I finanzieri del Nucleo Speciale Polizia Valutaria, sotto il coordinamento della Direzione Distrettuale Antimafia, hanno confiscato il patrimonio di un imprenditore 50enne, P.A., detto Daniele, e costituito dal compendio aziendale di diverse imprese, quote societarie, immobili, autoveicoli e rapporti finanziari, stimato in circa 8 milioni di euro e dislocato su tutto il territorio nazionale.
Al 50enne, peraltro sottoposto alla Sorveglianza Speciale con obbligo di soggiorno, è stata riconosciuta la pericolosità sociale, per una presunta contiguità alle cosche di ‘ndrangheta degli “Iamonte” di Melito Porto Salvo e dei “Piromalli” di Gioia Tauro e dal ruolo di imprenditore ritenuto “colluso”.
Nel dettaglio, il provvedimento si fonda sulle risultanze delle attività investigative della Guardia di Finanza, dalle quali sarebbe emerso che l’imprenditore fosse, da tempo, in affari con la ‘ndrangheta, avendo avviato e accresciuto le proprie attività grazie ad una “contiguità funzionale” e agli appoggi delle cosche, egemoni nelle rispettive aree.

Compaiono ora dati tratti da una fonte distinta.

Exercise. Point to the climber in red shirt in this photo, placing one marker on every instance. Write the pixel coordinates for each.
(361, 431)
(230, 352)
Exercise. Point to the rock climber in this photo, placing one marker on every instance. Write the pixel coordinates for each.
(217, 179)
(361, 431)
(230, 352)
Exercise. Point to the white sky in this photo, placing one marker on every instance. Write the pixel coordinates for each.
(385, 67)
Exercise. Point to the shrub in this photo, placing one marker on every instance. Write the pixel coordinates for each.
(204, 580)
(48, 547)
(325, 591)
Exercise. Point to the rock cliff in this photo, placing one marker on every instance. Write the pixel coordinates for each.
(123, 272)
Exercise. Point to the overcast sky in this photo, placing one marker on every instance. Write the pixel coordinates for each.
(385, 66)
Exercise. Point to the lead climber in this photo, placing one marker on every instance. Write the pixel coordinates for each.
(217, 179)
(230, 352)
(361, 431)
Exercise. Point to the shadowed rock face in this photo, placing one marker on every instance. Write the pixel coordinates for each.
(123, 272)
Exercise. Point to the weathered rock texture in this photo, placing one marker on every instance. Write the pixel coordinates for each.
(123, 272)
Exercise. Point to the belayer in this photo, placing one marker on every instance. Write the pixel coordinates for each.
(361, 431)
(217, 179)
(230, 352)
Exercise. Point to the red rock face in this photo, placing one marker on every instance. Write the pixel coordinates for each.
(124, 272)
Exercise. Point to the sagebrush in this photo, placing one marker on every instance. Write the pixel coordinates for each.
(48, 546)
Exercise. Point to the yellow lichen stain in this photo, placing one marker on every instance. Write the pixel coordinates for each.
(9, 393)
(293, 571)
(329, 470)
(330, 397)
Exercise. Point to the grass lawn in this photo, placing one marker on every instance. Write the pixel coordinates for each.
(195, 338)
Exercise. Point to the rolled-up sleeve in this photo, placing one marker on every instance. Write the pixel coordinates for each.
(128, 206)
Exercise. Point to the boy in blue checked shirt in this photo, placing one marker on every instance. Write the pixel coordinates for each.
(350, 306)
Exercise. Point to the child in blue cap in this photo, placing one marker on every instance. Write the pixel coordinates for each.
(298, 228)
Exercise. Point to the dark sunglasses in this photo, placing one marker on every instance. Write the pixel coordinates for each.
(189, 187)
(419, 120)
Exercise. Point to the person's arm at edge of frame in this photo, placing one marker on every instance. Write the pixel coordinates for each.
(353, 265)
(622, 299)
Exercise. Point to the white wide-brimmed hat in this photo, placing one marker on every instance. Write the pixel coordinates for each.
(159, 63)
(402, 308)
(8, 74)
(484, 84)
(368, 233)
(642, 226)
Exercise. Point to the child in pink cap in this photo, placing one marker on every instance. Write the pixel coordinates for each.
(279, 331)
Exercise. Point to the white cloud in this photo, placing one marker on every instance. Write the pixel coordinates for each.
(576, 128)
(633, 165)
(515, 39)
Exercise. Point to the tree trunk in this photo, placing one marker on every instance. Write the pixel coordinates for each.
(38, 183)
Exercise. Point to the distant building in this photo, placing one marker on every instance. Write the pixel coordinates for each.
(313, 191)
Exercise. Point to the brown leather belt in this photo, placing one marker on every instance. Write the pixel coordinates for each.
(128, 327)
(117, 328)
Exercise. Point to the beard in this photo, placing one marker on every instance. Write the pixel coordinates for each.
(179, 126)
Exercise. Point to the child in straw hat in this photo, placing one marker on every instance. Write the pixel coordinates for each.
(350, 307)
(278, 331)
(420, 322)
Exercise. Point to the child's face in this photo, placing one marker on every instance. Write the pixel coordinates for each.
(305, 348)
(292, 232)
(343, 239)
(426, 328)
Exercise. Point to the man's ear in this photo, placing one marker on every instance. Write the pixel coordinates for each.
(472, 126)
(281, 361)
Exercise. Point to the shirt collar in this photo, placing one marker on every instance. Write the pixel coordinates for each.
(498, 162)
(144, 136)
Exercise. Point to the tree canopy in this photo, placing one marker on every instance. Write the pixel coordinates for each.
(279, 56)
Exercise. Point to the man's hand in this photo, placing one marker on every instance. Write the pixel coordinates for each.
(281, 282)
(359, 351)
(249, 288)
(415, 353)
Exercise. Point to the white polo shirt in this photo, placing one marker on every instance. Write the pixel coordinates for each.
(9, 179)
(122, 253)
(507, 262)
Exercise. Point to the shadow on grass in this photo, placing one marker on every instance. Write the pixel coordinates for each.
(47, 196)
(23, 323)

Uno stretto rapporto che secondo gli inquirenti sarebbe consolidato da anni sostenendo l’ascesa dell’imprenditore e favorendo gli interessi dei sodalizi mafiosi, rafforzandone le capacità operative e di controllo del territorio.
Le investigazioni hanno preso spunto dalle risultanze dell’operazione “Ada” (QUI), conclusasi con l’esecuzione, nel corso del 2013, di provvedimenti cautelari e personali nei confronti di numerosi affiliati alla cosca Iamonte accusati, tra gli altri reati, di associazione di tipo mafioso (QUI).
L’attività condotta dalle fiamme gialle si è avvalsa delle dichiarazioni di alcuni collaboratori di giustizia, ed avrebbe consentito di appurare come il 50enne non solo conoscesse da tempo i vertici della cosca Piromalli ma che li frequentasse e si rapportasse con loro; “ciò - sostengono gli investigatori - attraverso un rapporto tale da produrre mutua collaborazione e reciproci vantaggi, aventi ad oggetto i comuni interessi da realizzarsi sia sul territorio calabrese che in diverse parti del territorio nazionale (Emilia Romagna, Lazio e Lombardia)”.
In relazione agli esiti degli accertamenti effettuati, la Sezione Misure di Prevenzione del Tribunale di Reggio Calabria, su richiesta della Dda, con due diversi provvedimenti risalenti al 2018 ed al 2019 aveva disposto la misura cautelare del sequestro sul patrimonio considerato come accumulato illecitamente dall’imprenditore.
Al riguardo, le indagini a carattere economico-patrimoniale delegate dalla Dda delineerebbero il profilo di pericolosità sociale qualificata dell’uomo ed accerterebbero una sproporzione esistente tra il profilo reddituale e quello patrimoniale dell’imprenditore e del suo nucleo familiare, che nella gestione dei propri affari si sarebbero avvalsi anche di prestanome.
In questa vicenda è stata determinante la ricostruzione dei flussi finanziari, agevolata dal supporto informativo contenuto in alcune segnalazioni di operazioni sospette pervenute al Nucleo Speciale di Polizia Valutaria per fini di prevenzione antiriciclaggio.
Lo sviluppo analitico di tali preziose informazioni ha costituito, come accade spesso in indagini analoghe, un imprescindibile strumento di supporto utile ad orientare le investigazioni ed aggredire i patrimoni di provenienza illecita.